Die populäre Bezeichnung Todtentanz, unter der Holbeins Hauptwerk citirt zu werden pflegt, kommt ihm nicht zu und verschleiert den Zug, durch den es sich von den älteren Darstellungen des Stoffes unterscheidet. Ob der Titel: Simulachres de la mort (Bilder des Todes), den die ersten französischen Textausgaben tragen, auf den Künstler zurückgeht, ist nicht nachzuweisen.
 
Schilderungen des Todes, der keines Standes schont, der mitten ins blühende Leben hineingreift, gehören der Dichtung und der bildenden Kunst des ganzen Mittelalters an. Am Eingange steht der furchtbare Gesang: Media vita in morte samus: Mitten wir im Leben sind von dem Tod umgeben. Ursprünglich war das Stoffgebiet den nordischen Völkern gemeinsam und auch der italienischen Kunst nicht fremd. Doch hat diese es auf der Höhe der Entwicklung mehr und mehr aufgegeben.
 
Im Norden entwickelte sich aus dem dramatischen Reigen, in dem die Vertreter aller Stände abwechselnd mit den Todten auftraten, die sie aus dem Leben reißen, der volksthümliche Bildercyklus des Todtentanzes, wie er – mehrfach übermalt -  u. a. in der Marienkirche zu Lübeck aus dem fünfzehnten Jahrhundert erhalten ist. Diesen Darstellungen – wie auch Holbeins Bildern des Todes – liegt die Anschauung zu Grunde, dass die Todten ausgesandt werden, die Lebendigen zu holen. Holbein  zieht auch hier die letzte Consequenz, indem er dem Todten jedesmal eine passende Tracht gibt. Beim Papst ist er ein Cardinal, bei dem Bauer trägt er die Zipfelmütze.
 
Gegen die Reformationszeit tritt in Deutschland eine Weiterbildung des Motivs auf. Die Idee des Reigens wird verlassen. Einzelbilder in Kupferstich und Holzschnitt schildern den Tod, der das Leben vernichtet, wo es sich am sichersten glaubt. Wir haben von Dürer großartige Darstellungen dieser Art, die packendste aber von Burgmair. Es ist ein Holzschnitt in Clairobscur, unter dem Titel: „Der Tod als Würger“







Lovers by Death



Ein Liebespaar steht in einem prächtigen Stadtprospekt. Da saust auf dunklem Fittich der Tod herab, wirft den Jüngling zu Boden und hält, während er ihn erwürgt, mit den Zähnen das Gewand der Jungfrau fest, die sich mit entsetzt erhobenen Händen schreiend zur Flucht wendet.

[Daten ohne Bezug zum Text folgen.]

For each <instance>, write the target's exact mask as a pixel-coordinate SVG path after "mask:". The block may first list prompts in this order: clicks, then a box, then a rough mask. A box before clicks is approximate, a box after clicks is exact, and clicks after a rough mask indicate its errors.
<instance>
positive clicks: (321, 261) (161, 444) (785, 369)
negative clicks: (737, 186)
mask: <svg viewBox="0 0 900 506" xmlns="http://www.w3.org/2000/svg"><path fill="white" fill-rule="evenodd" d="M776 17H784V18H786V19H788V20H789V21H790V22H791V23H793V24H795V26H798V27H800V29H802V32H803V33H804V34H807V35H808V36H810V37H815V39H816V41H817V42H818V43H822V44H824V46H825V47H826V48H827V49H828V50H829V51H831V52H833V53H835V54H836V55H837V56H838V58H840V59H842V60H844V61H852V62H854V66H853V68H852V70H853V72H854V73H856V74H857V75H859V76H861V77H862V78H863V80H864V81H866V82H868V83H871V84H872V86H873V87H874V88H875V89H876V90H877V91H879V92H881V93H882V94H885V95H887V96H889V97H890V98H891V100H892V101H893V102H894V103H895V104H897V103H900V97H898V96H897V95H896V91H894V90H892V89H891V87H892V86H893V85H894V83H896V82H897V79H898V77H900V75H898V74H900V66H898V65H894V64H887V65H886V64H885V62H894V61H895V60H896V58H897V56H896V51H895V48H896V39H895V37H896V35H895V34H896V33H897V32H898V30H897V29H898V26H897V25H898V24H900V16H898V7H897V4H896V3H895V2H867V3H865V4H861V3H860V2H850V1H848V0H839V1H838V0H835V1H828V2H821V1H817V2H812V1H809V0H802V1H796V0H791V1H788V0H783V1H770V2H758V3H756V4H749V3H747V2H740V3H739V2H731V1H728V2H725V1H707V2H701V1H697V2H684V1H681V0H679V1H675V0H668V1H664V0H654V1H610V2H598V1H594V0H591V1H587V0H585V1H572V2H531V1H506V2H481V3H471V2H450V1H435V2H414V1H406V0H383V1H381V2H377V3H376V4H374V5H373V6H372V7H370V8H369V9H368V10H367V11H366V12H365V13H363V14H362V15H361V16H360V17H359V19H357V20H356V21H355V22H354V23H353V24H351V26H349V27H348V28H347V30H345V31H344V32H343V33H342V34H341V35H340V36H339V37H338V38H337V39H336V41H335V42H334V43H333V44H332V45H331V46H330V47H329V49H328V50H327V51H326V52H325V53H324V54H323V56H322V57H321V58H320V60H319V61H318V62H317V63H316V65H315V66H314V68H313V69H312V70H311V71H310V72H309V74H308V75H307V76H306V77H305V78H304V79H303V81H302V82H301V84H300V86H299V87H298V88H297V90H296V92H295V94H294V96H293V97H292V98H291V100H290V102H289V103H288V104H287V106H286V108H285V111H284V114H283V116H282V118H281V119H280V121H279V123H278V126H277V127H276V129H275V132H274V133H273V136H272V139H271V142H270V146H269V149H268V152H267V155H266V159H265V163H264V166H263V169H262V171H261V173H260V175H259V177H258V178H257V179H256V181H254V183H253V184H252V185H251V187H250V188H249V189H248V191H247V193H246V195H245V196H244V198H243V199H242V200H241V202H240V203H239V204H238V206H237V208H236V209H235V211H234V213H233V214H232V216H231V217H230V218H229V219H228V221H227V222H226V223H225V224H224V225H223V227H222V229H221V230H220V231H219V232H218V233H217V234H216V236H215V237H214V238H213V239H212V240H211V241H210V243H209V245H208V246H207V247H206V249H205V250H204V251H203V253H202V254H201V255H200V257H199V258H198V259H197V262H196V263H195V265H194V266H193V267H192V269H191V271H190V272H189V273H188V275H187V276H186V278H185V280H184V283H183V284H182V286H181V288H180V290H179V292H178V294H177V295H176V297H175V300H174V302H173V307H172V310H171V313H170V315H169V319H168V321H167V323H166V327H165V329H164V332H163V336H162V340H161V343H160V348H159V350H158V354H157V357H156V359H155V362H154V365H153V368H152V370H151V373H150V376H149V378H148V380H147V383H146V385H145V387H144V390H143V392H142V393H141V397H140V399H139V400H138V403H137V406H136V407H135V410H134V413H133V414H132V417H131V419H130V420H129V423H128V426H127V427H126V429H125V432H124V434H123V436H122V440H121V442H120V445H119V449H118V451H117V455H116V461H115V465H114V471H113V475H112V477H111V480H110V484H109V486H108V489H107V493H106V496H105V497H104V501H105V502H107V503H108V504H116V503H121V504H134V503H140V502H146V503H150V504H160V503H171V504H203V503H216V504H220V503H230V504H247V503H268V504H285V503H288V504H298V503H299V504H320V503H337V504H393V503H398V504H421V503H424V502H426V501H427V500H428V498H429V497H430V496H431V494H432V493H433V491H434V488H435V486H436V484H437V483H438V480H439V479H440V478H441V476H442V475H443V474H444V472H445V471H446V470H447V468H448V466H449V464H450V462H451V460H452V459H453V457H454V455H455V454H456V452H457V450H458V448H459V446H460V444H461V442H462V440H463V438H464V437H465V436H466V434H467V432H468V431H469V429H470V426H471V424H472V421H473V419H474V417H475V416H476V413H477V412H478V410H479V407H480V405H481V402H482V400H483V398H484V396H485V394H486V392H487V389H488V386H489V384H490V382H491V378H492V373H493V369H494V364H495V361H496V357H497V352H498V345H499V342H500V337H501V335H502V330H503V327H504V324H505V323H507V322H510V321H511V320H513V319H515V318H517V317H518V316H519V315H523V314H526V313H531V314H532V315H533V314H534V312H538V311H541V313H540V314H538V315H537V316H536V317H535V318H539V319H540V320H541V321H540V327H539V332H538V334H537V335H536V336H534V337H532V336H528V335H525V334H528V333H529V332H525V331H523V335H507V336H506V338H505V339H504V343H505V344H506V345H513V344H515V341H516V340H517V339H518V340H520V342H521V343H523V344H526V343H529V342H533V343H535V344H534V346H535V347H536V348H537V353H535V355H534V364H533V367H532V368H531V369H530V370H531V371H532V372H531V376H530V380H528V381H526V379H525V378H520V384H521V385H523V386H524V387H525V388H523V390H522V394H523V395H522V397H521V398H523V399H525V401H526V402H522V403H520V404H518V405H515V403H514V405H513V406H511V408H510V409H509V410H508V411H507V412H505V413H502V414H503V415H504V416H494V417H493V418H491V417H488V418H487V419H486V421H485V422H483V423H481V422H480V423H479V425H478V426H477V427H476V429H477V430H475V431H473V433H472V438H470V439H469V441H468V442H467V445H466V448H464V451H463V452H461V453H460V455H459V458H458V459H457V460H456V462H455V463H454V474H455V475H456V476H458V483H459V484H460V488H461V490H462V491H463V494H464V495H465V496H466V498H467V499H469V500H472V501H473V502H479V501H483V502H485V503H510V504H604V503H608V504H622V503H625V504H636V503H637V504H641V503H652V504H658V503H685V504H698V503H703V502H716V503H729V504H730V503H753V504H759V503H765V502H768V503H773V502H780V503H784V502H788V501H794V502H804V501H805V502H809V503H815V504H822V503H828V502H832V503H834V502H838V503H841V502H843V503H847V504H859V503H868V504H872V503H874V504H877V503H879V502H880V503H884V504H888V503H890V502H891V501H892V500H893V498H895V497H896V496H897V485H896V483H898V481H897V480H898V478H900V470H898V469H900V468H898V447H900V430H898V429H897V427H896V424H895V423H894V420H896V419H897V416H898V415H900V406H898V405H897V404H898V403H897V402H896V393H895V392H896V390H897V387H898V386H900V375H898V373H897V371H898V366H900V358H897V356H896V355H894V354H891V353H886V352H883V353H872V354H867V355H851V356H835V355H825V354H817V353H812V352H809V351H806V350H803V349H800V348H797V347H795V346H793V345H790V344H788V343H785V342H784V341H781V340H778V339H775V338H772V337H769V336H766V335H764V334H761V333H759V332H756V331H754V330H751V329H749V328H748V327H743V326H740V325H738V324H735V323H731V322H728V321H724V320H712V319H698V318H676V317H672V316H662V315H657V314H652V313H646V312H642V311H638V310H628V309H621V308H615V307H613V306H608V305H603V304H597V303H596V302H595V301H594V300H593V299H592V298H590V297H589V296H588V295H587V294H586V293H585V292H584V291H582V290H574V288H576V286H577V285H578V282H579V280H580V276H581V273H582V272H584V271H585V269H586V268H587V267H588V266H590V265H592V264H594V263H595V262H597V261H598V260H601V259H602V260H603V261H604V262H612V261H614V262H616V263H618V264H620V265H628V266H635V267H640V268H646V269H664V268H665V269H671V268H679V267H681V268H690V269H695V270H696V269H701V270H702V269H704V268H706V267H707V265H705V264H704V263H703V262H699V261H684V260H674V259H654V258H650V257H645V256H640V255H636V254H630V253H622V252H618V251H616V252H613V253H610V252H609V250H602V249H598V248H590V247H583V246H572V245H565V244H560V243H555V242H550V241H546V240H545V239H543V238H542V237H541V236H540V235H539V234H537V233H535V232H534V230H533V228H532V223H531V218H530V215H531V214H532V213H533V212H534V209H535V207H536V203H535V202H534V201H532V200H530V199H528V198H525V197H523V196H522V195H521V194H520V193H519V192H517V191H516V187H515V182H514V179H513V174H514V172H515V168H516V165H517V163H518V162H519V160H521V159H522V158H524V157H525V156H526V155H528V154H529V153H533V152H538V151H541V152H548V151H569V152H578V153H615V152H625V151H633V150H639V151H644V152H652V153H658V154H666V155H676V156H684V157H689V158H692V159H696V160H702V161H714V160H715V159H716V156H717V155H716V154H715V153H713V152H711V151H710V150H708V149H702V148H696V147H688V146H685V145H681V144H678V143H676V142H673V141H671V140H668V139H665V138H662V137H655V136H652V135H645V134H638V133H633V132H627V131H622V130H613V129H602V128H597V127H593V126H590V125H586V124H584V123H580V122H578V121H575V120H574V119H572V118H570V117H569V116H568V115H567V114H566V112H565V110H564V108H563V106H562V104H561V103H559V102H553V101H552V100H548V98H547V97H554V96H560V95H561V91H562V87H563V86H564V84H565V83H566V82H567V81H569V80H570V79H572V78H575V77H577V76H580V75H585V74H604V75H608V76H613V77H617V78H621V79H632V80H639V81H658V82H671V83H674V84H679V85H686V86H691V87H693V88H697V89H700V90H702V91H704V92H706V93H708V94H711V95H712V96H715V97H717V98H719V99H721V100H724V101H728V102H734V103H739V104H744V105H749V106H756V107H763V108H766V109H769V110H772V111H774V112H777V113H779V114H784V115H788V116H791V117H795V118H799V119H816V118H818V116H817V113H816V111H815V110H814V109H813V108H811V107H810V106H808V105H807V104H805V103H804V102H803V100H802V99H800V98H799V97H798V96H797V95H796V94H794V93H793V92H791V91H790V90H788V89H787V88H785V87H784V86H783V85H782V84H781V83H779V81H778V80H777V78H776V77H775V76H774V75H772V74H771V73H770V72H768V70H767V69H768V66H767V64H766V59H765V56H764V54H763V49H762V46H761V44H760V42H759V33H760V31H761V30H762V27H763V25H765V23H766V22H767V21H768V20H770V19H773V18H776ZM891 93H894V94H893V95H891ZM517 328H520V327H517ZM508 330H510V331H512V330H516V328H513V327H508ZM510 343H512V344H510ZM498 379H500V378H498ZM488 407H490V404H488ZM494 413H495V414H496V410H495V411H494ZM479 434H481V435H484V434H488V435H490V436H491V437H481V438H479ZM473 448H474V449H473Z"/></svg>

Es ist nicht unmöglich, dass dies Blatt der Ausgangspunkt für Holbeins Bilder des Todes gewesen ist, denn er lebte als Knabe in Augsburg, als Burgkmairs Werk entstand. Aber während Burgkmair die Scene durch Tracht und Umgebung in eine zeitlose Sphäre rückt, schließt sich Holbein aufs engste an die volksthümliche Vorstellung vom Tode, der alle Stände gleicht macht, und gibt eine Schilderung des gesamten Lebens seiner Zeit, wie wir sie weder aus Deutschland noch aus Italien besitzen. Er trifft um so sicherer, als er aus der Stimmung einer ganz kurzen Spanne Zeit schafft, der Jahre um 1524, als die Reformationsbewegung die Welt erschütterte und die deutschen Bauernkriege alle Sicherheit des Daseins gefährdeten. Reformation und Proletarieraufstand: alle Gedanken und Gefühle, die in jenen Tagen unser Volk bewegten, haben in Holbeins Bildern des Todes ihre Spur gelassen. Sie bilden den tiefsten künstlerischen Ausdruck, den die Reformationsbewegung in Deutschland gefunden hat.
 
Die Tragödie, die auf den Brettern aus dem embryonischen Drama des Reigens vom Todtentanz nicht geworden ist, hat Holbein in seinem Cyklus von Bildern geschaffen. Denn er formte nicht nur die einzelnen Theile nach neuen Ideen, sondern er gab dem Ganzen Gestalt.




Den Eingang
bildet die Erzählung, wie der Tod in die Welt kam mit der Erschaffung der Eva, dem Sündenfall, der  Vertreibung aus dem Paradiese und der Erfüllung des

Fluches: im Schweiß deines Angesichts sollst du dein Brot
essen (Adam baut die Erde).


Die Verurteilung









Auf dies Vorspiel folgt die Ouvertüre: Das Gebein aller Menschen. Nachts steigen die Todten aus ihren Grüften und führen vor dem Beinhaus die Musik zum Tanze auf.
 





Das Beinhaus


Dies Motiv ist den Wandbildern der alten Todtentänze entlehnt, wo ein Orchester von Todten die Musik zu dem grausigen Reigen aufspielt. 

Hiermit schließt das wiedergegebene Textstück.